Radiant
Building a portable nuclear microreactor to replace diesel generators
When I first heard someone say “nuclear renaissance” about what is happening right now I cringed and said, “Don’t jinx us,” but I may have to change my tune. What is happening in the nuclear energy sector today is unprecedented, or at the least hasn’t happened in 60 years, and I am excited.
Radiant, a company we back, is turning on a full-scale, full power reactor soon in the DOME facility at Idaho National Laboratory. This will be the first full-power advanced reactor to operate outside of China. I honestly was not sure I would see this day in my career. But let me back up a moment.
When I first became a nuclear engineer in the early 2000s, it was during a purported nuclear renaissance. Natural gas was averaging $6-$8/MMBtu and we thought for sure carbon pricing was coming. Traditional nuclear vendors designed updated, simpler, safer light water reactors, and applications for 30+ plants were under review using a new NRC licensing framework. Then, hydraulic fracturing revolutionized natural gas production — driving the prices down and the domestic availability up — and we also experienced a global recession that clamped electricity demand down. In the end, we only built two new reactors, and they turned out to be massively over budget and schedule. A real dud of a renaissance.
So when people started saying nuclear renaissance again, I did not like it.
However, this is different.
For the first time in decades, electricity demand is increasing, and fast. You’ve all heard about it. AI and data centers are driving this as well as reindustrialization and electrification of everything. The characteristics of these electricity uses is also distinct, with firm, highly reliable, always-on power being preferred and prioritized. Some people do still care about climate change and air pollution, so having clean, firm power is incredibly high value right now as well.
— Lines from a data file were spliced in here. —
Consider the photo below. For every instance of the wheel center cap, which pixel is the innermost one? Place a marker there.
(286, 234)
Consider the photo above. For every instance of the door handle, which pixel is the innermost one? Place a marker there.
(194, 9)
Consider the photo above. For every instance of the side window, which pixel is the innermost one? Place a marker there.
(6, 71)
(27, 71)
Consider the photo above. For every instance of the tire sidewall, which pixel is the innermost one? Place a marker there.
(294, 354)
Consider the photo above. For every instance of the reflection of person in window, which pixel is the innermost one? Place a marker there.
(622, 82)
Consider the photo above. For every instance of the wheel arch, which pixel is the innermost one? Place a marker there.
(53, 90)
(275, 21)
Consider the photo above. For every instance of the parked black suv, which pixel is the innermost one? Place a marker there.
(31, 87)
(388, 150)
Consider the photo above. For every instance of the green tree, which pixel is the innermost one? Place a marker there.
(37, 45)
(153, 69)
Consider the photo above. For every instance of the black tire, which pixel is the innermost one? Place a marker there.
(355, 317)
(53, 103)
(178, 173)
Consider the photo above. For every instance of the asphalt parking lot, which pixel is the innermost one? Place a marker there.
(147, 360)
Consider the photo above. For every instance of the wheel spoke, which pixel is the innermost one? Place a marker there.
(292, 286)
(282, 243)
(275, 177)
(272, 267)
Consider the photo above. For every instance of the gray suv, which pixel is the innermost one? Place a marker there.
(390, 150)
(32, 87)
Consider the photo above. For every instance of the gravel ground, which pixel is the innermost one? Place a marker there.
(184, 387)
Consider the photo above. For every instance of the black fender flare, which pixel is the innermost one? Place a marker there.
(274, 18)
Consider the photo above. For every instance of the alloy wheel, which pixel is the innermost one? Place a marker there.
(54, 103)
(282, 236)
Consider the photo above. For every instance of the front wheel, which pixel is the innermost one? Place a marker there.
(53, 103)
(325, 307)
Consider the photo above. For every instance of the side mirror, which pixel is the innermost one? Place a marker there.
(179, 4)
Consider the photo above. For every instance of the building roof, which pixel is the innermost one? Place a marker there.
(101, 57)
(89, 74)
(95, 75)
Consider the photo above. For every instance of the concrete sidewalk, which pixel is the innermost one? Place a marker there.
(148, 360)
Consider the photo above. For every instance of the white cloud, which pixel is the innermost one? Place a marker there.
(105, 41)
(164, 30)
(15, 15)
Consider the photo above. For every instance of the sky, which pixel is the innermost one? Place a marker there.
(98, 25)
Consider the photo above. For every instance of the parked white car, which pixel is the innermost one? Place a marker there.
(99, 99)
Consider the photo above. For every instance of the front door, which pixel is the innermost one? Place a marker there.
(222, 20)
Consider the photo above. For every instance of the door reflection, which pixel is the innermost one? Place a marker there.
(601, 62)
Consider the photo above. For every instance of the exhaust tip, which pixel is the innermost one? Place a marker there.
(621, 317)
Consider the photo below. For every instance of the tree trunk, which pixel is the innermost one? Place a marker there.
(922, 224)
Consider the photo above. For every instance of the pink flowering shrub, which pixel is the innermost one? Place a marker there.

Nuclear energy, which provides clean firm power, is poised to step into this demand because people have been getting ready for this moment: regulatory improvements, advanced design development, policy support, and so on. The groundwork to allow nuclear to move quickly now was laid by a handful of people and groups over the last decade or so (you know who you are). The culmination of dedicated work and skyrocketing need has created an unprecedented opportunity, and the nuclear industry is stepping into it.
New advanced reactor technologies are being built, not just designed, in the U.S. Several small modular reactors, like Kairos, X‑Energy, and TerraPower, have construction permits from the NRC and are building. Supply chain components are funded and expanding: Centrus, General Matter, and Orano are building out the ability to enrich uranium to the desired levels; groups like Standard Nuclear, Oklo (also backed by DCVC), and Kairos+BWXT are manufacturing advanced fuel forms. Multiple microreactors are reaching some level of criticality (when a nuclear fission chain reaction takes place at steady state) this year, a huge milestone. Let me repeat that — totally new reactor designs are turning on.
All of this activity, including Radiant’s massive accomplishment, is an actual nuclear renaissance. New things are happening. And while all of these technologies are ideas that were conceived of and tried in the ’50s and ’60s, innovation in compute, materials science, manufacturing, controls, and so on are what are making them viable today.
So, go ahead, please do call it a “nuclear renaissance.”